Getting to Know Generative AI 

By Zi Yuan Wong on August 14, 2024

The tried-and-true ‘modern’ method whenever users encounter a specific problem used to be searching or ‘Googling’ for answers online, hopefully finding one that is properly explained by a subject matter expert. Nowadays, the go-to method of locating solutions would be to ask ChatGPT or other AI chatbots for answers. It seemed interesting and kind of strange after thinking about it that generative AI has become deeply ingrained in our lives seemingly overnight, when our knowledge about them seemed nonexistent not too long ago. So, what exactly is Generative AI and what is the reason for its current popularity?  

Generative Artificial Intelligence (AI) defines the creation of new content like images, music, and videos through utilizing AI, typically after accepting user prompts. The AI models have been trained to learn complex subject matters like verbal languages, art, and biology, which are then used to form answers to solve problems. In recent times, there has been a boom of generative AI news since the launch of large language models like GPT-4 and a survey has shown that adoption of AI has more than doubled since 2017. ChatGPT is one of the many applications of generative AI that uses trained large language models (LLMs) to generate new answers for its users. These models are the cornerstone of generative AI where they are trained to recognize patterns through vast amounts of information which are then used to generate new content based on their trained knowledge. 

The following are some interfaces of generative AI that have generated answers or new content for their users based on their language models. 

Types of GenAI Interfaces 

1. DALL-E 

The DALL-E interface is an AI image generator first released in 2021 by OpenAI and was named after artist Salvador Dali and lovable robot Wall-E. The interface works by generating images from multiple user prompts using models trained on a large dataset of images with their associated descriptions. DALL-E has seen applications like visual aids for education, initial artwork drafts for designers, and marketing ad campaigns. 

DALL-E 3 is the latest release and compared to its previous release DALL-E 2, the image quality is superior and could replicate specific artistic styles. It can only be accessed through ChatGPT if the user is a ChatGPT Plus subscriber, which costs $20 per month. 

2. ChatGPT 

OpenAI’s claim to fame, ChatGPT, is a chatbot interface that interacts with its users in a conversational tone through a dialogue format, which allows the model to answer any follow-up questions or admit potential mistakes. It was first released in 2022 by OpenAI and uses the GPT-3 large language model (LLM) as a foundation. GPT-4 was released in 2023 which surpasses GPT-3.5 with its more advanced reasoning capabilities and eliminating potential hallucinations, or inaccurate results generated by AI models due to insufficient training, incorrect assumptions being made, or biases in training data.  

ChatGPT is available to be used by anyone, but additional functionalities and up-to-date information are included in the ChatGPT Plus subscription which is $20 per month as mentioned above. In addition, the popularity of ChatGPT since its initial release prompted additional investments by Microsoft, which bodes well for the future of OpenAI.  
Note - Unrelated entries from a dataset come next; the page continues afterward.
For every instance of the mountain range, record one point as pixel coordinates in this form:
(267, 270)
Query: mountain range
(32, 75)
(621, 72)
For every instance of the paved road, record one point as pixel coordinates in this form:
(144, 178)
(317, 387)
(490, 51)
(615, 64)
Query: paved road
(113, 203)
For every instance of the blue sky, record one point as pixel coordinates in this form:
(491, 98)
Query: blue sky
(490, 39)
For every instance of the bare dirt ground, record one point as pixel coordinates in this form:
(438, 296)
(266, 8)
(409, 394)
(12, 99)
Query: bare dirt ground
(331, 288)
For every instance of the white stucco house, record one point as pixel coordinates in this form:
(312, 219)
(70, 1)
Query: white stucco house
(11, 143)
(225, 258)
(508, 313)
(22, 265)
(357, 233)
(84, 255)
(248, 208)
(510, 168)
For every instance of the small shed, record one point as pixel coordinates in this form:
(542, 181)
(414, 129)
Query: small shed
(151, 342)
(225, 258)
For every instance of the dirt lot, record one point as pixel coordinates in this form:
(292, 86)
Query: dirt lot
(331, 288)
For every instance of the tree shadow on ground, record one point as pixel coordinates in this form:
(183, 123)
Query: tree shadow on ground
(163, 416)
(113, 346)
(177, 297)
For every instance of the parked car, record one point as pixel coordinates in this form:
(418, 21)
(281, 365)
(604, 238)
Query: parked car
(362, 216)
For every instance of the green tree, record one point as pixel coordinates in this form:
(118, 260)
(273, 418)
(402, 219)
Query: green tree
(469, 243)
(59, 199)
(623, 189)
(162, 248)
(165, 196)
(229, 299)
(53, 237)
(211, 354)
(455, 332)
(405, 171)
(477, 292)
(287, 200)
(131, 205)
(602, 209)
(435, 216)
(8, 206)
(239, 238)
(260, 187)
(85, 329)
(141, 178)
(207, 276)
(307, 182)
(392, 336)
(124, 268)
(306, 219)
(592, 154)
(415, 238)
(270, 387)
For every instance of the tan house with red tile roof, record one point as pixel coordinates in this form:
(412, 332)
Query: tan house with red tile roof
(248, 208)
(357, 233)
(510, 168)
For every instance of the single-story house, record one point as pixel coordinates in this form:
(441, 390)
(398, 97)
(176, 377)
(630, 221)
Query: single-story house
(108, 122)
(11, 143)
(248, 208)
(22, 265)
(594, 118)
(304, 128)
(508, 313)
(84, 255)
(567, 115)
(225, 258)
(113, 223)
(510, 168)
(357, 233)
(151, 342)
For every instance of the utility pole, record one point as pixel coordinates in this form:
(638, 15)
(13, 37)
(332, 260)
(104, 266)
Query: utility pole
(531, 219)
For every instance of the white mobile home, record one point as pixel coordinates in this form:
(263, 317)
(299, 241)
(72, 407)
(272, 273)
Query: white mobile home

3. Gemini (Formerly Bard) 

Gemini is Google’s answer to OpenAI’s ChatGPT, where it utilizes its family of trained LaMDA large language models to answer user queries in the form of a public-facing chatbot. It was released in 2023 as Bard before being rebranded into its current name the following year. Unlike ChatGPT, Gemini obtains its information in real-time through Google searches and provides the sources in for its information when prompted. Gemini can either be accessed either through its website or other products within its ecosystem like its electronic devices, or the mobile app. 

A version with additional functionalities like additional storage and ability to upload documents, Gemini Advanced, can be accessed with a subscription of $20 per month. A new version of Gemini built on Google’s PaLM (Pathways Language Model) 2 is released, after the botched launch and lukewarm response of Gemini which also saw Google’s stock prices dip. After its latest release, only time will tell whether it will be received warmly by its users and reach the same heights as ChatGPT in terms of popularity.